Les hôpitaux sont d'ores et déjà sous tension et après deux ans de pandémie, les soignants sont épuisés et le manque de personnels est de plus en plus criant. Les plans blanc ont été déclenchés depuis plusieurs semaines dans l'ensemble des établissements de santé publics et privés de huit régions (Corse, Provence-Alpes-Côte-d'Azur, Ile-de-France, Occitanie, Pays de la Loire et Bourgogne-Franche-Comté) et dans de nombreux hôpitaux dans les autres régions.
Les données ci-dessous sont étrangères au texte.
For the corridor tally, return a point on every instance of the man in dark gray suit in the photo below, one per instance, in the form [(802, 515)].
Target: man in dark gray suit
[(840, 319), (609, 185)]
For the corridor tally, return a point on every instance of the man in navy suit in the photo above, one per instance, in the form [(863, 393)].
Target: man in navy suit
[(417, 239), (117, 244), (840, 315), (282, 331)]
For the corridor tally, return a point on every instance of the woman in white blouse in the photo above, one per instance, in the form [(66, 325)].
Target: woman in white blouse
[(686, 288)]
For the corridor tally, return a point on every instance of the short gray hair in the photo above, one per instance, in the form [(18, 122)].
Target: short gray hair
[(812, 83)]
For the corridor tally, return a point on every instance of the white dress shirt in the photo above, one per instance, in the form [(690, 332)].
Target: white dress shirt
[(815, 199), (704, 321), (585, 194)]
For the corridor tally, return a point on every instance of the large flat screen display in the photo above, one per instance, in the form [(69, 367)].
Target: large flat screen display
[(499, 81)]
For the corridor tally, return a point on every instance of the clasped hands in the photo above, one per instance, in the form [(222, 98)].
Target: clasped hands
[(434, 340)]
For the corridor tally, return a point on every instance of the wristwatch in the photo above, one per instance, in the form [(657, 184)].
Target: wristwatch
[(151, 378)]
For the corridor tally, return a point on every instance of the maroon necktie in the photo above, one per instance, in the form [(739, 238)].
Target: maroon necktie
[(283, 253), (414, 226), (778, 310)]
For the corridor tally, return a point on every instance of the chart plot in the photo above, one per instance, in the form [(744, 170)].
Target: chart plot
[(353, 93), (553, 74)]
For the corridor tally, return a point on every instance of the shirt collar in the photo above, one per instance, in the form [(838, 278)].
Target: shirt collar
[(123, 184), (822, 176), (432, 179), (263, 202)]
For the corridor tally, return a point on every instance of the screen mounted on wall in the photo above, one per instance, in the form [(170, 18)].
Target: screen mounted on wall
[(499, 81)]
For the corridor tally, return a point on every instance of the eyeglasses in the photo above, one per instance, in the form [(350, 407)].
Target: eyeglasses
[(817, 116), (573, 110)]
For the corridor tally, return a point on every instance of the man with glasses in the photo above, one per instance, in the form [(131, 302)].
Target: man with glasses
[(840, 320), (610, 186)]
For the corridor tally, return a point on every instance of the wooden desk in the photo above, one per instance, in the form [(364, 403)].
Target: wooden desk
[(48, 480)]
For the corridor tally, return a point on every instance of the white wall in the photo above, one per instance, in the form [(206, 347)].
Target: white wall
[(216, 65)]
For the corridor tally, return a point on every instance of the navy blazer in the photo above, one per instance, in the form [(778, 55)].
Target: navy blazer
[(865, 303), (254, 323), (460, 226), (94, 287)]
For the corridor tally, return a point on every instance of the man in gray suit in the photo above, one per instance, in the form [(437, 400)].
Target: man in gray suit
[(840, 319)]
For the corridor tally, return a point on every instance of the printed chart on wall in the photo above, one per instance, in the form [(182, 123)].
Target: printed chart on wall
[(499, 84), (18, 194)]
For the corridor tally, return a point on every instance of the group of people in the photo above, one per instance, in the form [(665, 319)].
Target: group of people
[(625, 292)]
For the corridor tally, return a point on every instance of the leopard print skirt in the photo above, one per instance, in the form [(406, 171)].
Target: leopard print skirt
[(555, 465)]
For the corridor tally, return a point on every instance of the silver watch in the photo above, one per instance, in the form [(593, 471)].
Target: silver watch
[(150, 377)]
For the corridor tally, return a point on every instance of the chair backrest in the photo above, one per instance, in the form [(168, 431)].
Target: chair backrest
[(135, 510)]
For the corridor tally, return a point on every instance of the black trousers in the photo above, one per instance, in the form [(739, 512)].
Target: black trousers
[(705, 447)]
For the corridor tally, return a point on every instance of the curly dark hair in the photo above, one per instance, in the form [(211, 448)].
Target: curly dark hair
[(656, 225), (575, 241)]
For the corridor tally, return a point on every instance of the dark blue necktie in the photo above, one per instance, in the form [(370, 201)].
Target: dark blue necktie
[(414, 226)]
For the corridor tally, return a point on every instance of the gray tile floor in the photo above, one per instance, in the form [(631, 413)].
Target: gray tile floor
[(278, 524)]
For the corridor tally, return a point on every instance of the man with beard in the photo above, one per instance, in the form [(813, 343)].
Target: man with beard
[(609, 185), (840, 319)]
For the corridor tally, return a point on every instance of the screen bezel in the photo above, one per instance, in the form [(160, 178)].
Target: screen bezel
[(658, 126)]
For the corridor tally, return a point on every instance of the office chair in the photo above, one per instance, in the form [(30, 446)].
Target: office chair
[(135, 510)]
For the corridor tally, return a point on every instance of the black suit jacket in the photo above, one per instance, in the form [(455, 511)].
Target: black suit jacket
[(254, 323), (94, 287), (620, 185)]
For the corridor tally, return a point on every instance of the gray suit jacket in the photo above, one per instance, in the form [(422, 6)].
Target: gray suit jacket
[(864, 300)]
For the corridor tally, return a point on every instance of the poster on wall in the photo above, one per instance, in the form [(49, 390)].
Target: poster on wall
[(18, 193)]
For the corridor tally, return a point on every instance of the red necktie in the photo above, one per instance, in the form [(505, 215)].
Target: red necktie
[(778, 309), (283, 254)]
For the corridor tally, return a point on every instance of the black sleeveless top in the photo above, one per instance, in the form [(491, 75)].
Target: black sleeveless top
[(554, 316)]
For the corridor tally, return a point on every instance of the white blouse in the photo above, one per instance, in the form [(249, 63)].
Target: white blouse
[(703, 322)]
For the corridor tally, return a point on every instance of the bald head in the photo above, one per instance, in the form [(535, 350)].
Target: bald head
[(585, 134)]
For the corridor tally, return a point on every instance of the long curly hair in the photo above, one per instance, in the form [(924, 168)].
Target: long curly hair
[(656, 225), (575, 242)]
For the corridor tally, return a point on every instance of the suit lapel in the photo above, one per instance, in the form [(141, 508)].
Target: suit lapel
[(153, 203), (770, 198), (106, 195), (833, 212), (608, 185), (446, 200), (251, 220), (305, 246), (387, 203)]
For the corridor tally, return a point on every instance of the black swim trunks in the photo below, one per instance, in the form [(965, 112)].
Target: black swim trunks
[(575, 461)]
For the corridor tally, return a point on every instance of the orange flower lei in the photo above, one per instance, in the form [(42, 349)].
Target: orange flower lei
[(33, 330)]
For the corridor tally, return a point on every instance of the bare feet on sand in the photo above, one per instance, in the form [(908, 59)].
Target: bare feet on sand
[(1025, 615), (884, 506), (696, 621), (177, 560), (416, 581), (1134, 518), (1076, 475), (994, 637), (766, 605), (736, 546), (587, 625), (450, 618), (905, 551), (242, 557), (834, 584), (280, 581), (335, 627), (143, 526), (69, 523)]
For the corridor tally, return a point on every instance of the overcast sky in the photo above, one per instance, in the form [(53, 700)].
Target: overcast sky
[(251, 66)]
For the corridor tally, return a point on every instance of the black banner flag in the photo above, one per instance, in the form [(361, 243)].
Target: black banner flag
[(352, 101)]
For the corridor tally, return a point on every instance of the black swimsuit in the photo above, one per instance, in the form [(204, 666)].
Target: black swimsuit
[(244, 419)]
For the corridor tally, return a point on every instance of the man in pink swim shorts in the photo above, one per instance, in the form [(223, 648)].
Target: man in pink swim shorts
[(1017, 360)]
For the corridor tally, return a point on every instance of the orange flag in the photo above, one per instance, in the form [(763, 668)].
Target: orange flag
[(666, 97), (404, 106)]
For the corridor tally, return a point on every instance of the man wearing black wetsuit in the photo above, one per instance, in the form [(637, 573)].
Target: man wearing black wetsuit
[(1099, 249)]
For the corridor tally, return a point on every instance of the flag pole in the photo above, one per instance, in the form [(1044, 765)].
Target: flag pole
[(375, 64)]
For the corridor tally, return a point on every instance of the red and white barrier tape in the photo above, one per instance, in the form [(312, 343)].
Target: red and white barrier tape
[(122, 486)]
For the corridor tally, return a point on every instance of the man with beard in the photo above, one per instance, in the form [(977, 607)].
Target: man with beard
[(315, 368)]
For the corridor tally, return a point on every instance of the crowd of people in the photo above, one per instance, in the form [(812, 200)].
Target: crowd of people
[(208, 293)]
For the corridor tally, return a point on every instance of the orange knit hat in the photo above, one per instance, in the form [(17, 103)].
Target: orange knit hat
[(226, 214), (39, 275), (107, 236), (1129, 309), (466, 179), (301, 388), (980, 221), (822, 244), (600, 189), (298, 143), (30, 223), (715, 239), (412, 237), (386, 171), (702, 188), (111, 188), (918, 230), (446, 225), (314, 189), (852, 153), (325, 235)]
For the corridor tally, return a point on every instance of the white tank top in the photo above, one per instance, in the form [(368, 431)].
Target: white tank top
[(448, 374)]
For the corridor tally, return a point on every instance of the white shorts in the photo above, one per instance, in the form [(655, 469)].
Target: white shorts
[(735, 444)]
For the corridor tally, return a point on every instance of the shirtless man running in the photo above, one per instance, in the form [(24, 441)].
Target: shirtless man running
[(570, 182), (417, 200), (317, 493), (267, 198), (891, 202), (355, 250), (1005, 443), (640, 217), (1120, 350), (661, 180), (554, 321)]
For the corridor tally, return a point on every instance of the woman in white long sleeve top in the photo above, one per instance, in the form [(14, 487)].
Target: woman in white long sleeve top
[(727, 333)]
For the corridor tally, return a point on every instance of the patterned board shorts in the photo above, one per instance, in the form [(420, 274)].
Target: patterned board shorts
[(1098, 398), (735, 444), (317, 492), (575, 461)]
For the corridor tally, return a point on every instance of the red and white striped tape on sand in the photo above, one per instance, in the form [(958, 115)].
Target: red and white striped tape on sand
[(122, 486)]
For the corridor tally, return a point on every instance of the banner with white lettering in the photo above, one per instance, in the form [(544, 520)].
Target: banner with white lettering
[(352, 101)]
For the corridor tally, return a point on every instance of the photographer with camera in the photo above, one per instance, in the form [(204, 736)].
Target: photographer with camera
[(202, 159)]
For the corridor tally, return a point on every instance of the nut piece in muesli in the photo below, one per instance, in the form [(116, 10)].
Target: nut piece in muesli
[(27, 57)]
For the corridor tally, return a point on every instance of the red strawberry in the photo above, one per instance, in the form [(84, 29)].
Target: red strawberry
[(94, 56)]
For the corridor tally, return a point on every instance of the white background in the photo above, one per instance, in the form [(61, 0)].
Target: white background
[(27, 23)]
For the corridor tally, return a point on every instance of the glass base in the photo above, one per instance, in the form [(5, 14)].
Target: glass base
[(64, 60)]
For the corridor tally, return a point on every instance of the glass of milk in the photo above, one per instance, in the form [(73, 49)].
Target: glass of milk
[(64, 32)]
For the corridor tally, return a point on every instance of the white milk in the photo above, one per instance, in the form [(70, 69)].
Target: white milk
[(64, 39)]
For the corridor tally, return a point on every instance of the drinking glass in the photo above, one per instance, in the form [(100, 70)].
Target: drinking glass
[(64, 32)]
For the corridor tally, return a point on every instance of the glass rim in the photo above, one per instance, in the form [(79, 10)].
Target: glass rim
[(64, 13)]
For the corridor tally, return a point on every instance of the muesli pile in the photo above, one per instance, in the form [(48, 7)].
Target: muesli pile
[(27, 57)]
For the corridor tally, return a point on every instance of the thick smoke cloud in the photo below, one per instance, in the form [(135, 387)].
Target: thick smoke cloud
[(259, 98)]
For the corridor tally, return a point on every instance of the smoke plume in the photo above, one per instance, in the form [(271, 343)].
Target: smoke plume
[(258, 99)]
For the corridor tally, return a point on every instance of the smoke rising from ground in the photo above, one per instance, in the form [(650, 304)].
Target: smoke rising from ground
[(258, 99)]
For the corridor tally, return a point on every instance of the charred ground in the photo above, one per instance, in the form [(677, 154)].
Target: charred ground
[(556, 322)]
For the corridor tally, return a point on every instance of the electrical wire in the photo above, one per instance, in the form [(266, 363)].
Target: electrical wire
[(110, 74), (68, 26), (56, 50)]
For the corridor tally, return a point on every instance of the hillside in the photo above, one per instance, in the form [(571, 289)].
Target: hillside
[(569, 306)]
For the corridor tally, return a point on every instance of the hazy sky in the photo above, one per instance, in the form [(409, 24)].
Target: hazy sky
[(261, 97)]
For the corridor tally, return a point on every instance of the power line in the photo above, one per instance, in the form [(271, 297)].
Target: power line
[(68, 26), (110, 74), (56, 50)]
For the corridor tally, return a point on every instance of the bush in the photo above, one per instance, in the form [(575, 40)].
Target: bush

Cela permet notamment de déprogrammer des opérations et de réaffecter des personnels vers les services de soins critiques.

Mais comme vu lors des premières vagues, ces déprogrammations et ce manque de place peuvent avoir de lourdes conséquences pour certains patients. "Vendredi, un homme a fait un infarctus et nous n'avions pas de place pour le prendre en cardiologie sur Paris parce qu'on a fermé des lits de cardiologie pour prendre des malades Covid non-vaccinés", racontait dimanche dernier sur franceinfo Patrick Pelloux, président de l'Association des médecins urgentistes de France.

Par ailleurs, de premiers transferts de patients ont eu lieu mi-décembre, de Marseille vers la Bretagne, et de la région PACA vers l'Ile-de-France pour libérer des places dans les services de réanimation. "On pense que dans les semaines à venir, il faudra faire des transferts au sein de la région" parisienne notait mardi dernier sur France Inter Karine Lacombe, cheffe du service des maladies infectieuses à l'hôpital Saint-Antoine à Paris. Mais ces transferts vont rapidement avoir leurs limites puisque toutes les régions sont touchées.

Adaptation des plans de transport à la SNCF

La SNCF a déjà fait savoir que certains trains régionaux ont été supprimés à cause de cas de Covid et des cas contact parmi les membres de son personnel. "Comme tout employeur, nous sommes confrontés à l'échelle du groupe SNCF (SNCF Voyageurs, SNCF Réseau, SNCF Gares & Connexion) aux effets de cette 5e vague Covid, ni plus ni moins que le reste de la société", a indiqué un porte-parole de SNCF Voyageurs. Le phénomène reste pour l'instant "local et marginal". À cela s'ajoute des adaptations locales des plans de transport en raison d'"une moindre fréquentation des voyageurs par exemple du fait du télétravail", a-t-il ajouté.

La SNCF a par exemple annulé tous les trains jusqu'en janvier sur les lignes Perpignan-Villefranche (Pyrénées-Orientales), Carcassonne-Quillan (Aude) et Nîmes-Le Grau du Roi (Gard). Des trains sont annulés sur d'autres lignes, comme entre Mende et Marjevols (Lozère), Lyon et Grenoble, Bordeaux et Sarlat (Dordogne), Nancy et Longwy (Meurthe-et-Moselle), Évreux et Mantes (Yvelines) ou encore sur des liaisons intérieures à la Normandie. Les voyageurs sont invités à vérifier les horaires sur le site TER de leur région ou sur l'application L'Assistant SNCF.